El fenómeno de la desaparición forzada que se vive en el mundo llevó a la Organización de la Naciones Unidas (ONU), a declarar en su Asamblea General el 21 de diciembre de 2010, el 30 de agosto como el Día Internacional de las Víctimas de Desapariciones Forzadas. En nuestro país las actividades en el marco de ese día se hacen extensivas todo el mes como ya ha venido ocurriendo en los últimos años. El mundo se designa con palabras para entenderlo. ¿Tendrá algún sentido nombrar días para revelar cómo se instauran los pasajes dolientes de la historia reciente? Creo que sí. Porque hay que fincar memoria para actuar. Acaso, dos momentos de la filosofía de la existencia –los dos dolientes-, pautan su vigencia para nuestro país. El poeta filósofo Nezahualcóyotl, meditabundo de los temas de la fugacidad humana se preguntaba ¿A dónde iremos?, en un acto doloroso hoy las familias de las víctimas de la desaparición forzada se preguntan: ¿a dónde van nuestros desaparecidos?
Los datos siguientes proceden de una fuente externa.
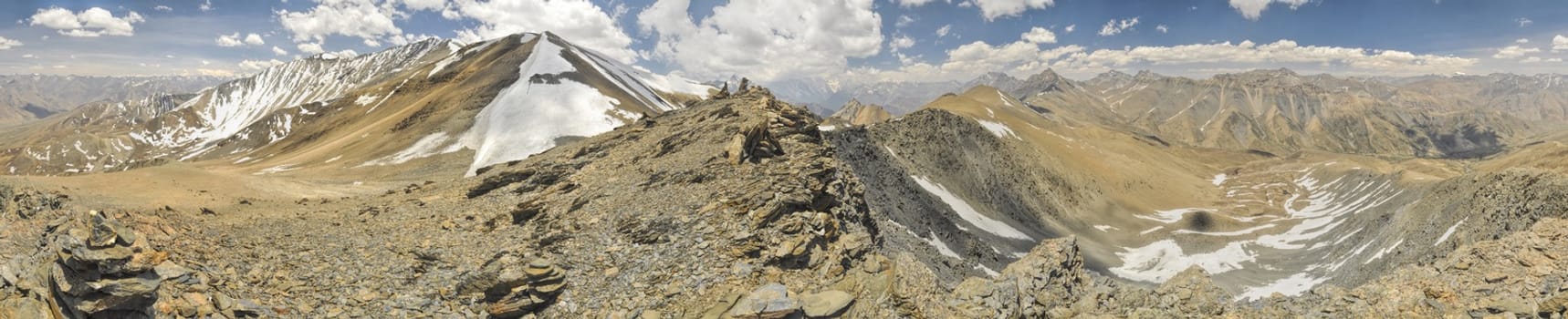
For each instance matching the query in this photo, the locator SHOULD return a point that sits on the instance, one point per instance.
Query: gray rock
(767, 301)
(825, 304)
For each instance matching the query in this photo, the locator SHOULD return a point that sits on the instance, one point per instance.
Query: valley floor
(685, 216)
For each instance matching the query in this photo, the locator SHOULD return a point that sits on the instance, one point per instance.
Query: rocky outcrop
(538, 286)
(89, 264)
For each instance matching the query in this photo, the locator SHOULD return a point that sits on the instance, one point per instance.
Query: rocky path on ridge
(733, 209)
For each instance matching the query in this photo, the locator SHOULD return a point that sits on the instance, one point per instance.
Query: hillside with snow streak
(500, 100)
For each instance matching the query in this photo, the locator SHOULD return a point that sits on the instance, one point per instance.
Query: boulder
(825, 304)
(767, 302)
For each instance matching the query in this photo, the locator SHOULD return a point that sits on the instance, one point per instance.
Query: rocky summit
(733, 207)
(808, 172)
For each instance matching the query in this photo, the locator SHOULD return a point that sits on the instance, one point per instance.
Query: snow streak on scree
(1290, 253)
(233, 107)
(530, 115)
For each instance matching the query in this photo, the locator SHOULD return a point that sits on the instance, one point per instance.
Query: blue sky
(812, 39)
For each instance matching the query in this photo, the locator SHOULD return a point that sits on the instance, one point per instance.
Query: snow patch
(432, 144)
(1000, 130)
(528, 118)
(1161, 260)
(1449, 232)
(364, 100)
(939, 246)
(967, 213)
(1292, 285)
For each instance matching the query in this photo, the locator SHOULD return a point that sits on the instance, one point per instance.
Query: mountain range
(530, 177)
(32, 98)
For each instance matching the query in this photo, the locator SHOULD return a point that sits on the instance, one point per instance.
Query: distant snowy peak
(506, 98)
(565, 91)
(225, 109)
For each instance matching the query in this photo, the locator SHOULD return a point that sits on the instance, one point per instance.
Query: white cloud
(1039, 35)
(1273, 55)
(89, 22)
(967, 61)
(1000, 8)
(255, 39)
(1513, 52)
(8, 44)
(764, 39)
(342, 17)
(229, 39)
(1255, 8)
(309, 49)
(259, 65)
(1113, 27)
(578, 21)
(1022, 58)
(900, 43)
(425, 4)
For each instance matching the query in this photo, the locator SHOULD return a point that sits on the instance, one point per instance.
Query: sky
(836, 41)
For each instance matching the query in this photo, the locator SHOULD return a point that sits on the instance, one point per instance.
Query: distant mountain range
(1462, 116)
(491, 102)
(32, 98)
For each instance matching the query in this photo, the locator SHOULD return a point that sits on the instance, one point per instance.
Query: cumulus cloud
(764, 39)
(1039, 35)
(257, 65)
(1000, 8)
(309, 49)
(340, 17)
(1255, 8)
(432, 5)
(579, 21)
(1513, 52)
(8, 44)
(255, 39)
(1022, 58)
(900, 43)
(229, 39)
(1115, 27)
(1280, 52)
(967, 61)
(89, 22)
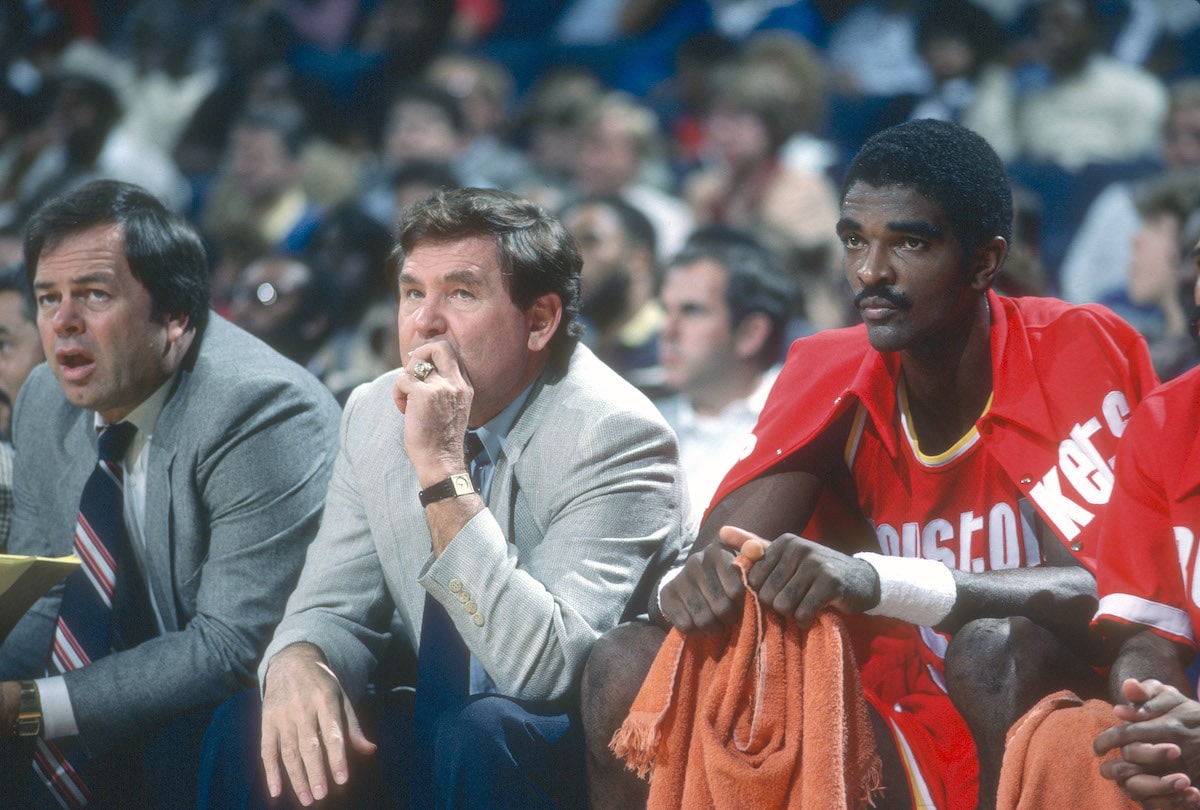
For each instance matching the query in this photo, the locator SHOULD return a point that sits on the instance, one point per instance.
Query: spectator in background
(417, 180)
(874, 61)
(1161, 275)
(81, 141)
(727, 305)
(617, 285)
(621, 153)
(485, 91)
(755, 109)
(961, 45)
(21, 348)
(352, 250)
(21, 351)
(1098, 256)
(1092, 108)
(261, 183)
(288, 304)
(155, 77)
(425, 124)
(551, 127)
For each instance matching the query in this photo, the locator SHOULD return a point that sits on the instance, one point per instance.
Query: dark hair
(165, 253)
(636, 226)
(535, 251)
(13, 280)
(286, 120)
(426, 93)
(755, 282)
(948, 165)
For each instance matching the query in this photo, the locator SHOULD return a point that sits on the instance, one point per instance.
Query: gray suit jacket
(587, 505)
(237, 477)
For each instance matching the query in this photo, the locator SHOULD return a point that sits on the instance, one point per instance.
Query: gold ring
(423, 369)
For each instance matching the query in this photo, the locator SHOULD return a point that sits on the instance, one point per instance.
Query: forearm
(1060, 599)
(1149, 655)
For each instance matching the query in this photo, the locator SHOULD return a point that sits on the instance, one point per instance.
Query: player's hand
(436, 411)
(706, 597)
(307, 720)
(798, 577)
(1159, 744)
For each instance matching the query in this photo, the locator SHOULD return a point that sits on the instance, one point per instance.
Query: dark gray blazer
(587, 507)
(237, 475)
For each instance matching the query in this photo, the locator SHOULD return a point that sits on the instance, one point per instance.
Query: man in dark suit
(223, 484)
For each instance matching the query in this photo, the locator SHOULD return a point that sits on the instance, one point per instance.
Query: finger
(781, 569)
(1135, 691)
(1119, 771)
(1151, 756)
(1149, 786)
(269, 753)
(400, 391)
(358, 741)
(1125, 736)
(291, 744)
(737, 539)
(706, 594)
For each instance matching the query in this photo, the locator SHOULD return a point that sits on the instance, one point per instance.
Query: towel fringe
(636, 741)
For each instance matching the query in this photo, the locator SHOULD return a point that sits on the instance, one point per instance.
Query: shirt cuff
(58, 715)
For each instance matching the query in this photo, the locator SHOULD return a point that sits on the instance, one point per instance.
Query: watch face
(462, 484)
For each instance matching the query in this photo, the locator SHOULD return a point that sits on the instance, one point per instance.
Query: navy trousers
(189, 762)
(491, 751)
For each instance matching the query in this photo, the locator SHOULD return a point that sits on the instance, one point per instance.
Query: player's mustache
(887, 293)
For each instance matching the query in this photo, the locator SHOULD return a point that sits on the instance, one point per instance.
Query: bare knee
(1001, 667)
(613, 675)
(612, 678)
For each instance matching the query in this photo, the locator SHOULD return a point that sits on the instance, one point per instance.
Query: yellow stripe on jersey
(910, 432)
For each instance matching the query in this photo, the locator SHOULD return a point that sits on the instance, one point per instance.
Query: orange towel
(1049, 760)
(761, 718)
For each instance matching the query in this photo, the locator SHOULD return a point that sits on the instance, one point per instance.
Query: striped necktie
(101, 600)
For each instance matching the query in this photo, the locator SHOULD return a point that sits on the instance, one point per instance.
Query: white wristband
(912, 589)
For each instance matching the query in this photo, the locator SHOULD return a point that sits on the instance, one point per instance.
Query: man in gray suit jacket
(579, 507)
(225, 481)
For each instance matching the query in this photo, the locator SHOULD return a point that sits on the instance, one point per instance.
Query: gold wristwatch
(29, 712)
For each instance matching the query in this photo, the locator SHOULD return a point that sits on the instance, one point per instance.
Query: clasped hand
(1159, 743)
(791, 575)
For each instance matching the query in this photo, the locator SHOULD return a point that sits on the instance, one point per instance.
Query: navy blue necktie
(103, 603)
(443, 665)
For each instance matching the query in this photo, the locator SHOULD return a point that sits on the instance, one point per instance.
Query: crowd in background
(293, 132)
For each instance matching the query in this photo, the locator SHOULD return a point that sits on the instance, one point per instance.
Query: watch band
(451, 487)
(29, 712)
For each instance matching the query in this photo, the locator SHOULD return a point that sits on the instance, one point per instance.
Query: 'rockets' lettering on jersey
(1084, 467)
(963, 509)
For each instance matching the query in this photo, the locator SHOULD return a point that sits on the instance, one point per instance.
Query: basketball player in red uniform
(973, 437)
(1149, 581)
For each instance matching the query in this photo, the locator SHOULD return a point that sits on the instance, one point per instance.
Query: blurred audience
(21, 352)
(283, 301)
(1161, 275)
(1098, 256)
(727, 304)
(621, 153)
(261, 180)
(1085, 106)
(485, 93)
(618, 285)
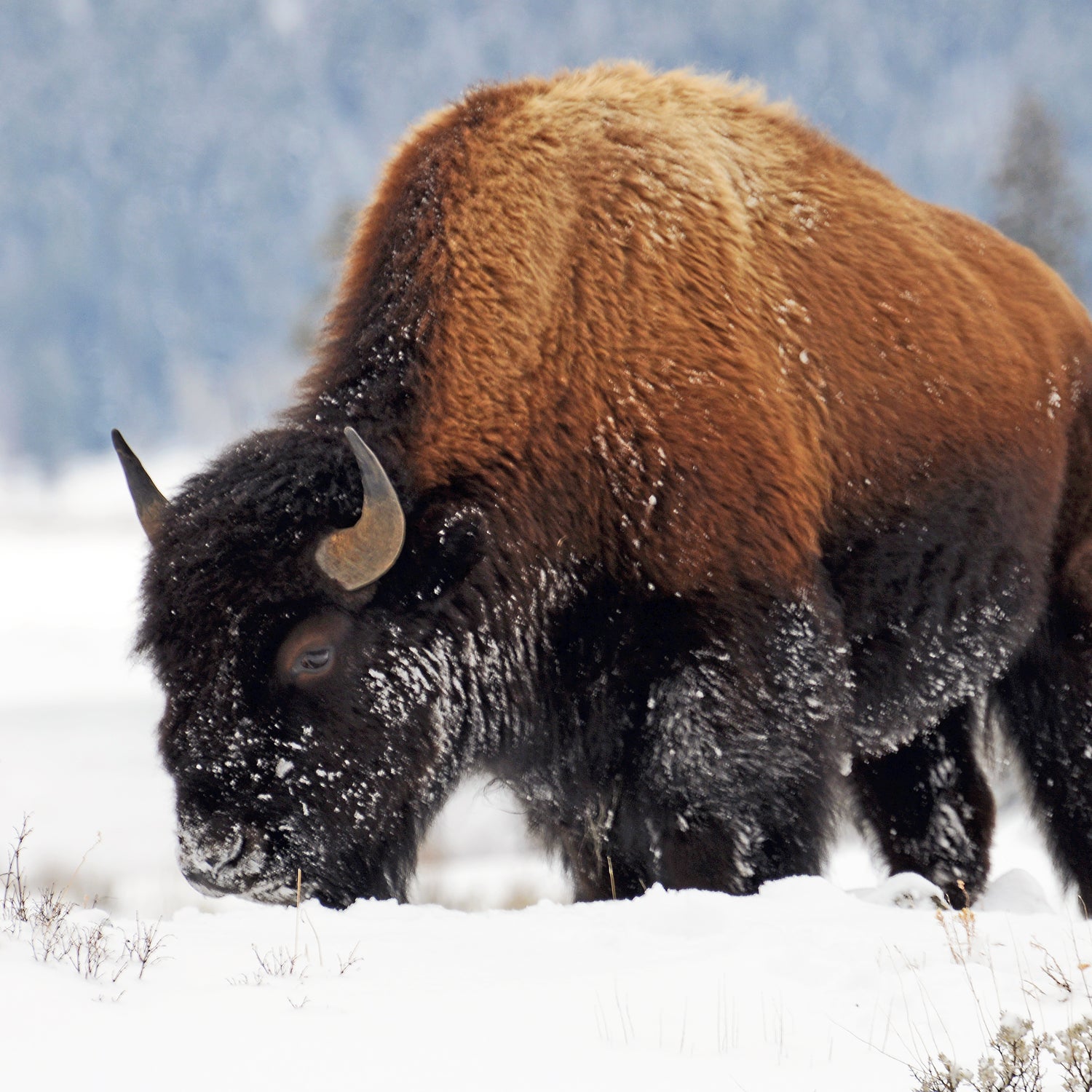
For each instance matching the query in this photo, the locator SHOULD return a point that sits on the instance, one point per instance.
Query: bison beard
(724, 469)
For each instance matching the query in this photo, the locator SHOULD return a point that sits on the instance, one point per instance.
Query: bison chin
(221, 855)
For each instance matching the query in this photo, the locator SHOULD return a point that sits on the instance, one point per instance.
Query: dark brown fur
(803, 462)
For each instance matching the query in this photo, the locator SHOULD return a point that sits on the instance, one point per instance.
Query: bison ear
(447, 542)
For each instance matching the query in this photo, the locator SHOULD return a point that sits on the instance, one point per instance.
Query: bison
(665, 462)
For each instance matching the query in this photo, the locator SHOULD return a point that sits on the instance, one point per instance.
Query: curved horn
(149, 502)
(362, 554)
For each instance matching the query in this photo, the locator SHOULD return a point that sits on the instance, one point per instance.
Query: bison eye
(310, 650)
(314, 662)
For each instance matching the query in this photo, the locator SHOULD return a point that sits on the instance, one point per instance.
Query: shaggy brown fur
(662, 285)
(724, 463)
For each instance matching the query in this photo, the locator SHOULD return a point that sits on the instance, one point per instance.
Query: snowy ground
(812, 984)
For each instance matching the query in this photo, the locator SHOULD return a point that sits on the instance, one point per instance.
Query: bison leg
(930, 807)
(732, 783)
(1045, 701)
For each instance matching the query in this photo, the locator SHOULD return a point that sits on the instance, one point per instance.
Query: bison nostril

Mientras, el filósofo Martin Heidegger, advertía que una de las más acuciantes preocupaciones humanas es la nada, porque no tener certezas ante la vida trae consigo la angustia de no saber nada, justo la condena que hoy viven miles de familias de los desaparecidos: la terrible angustia. Al menos, que quede una certeza: toda filosofía tendrá sentido si se acompaña con la acción. Y, sí, de inicio apostemos por esta triada: recordar, nombrar y actuar.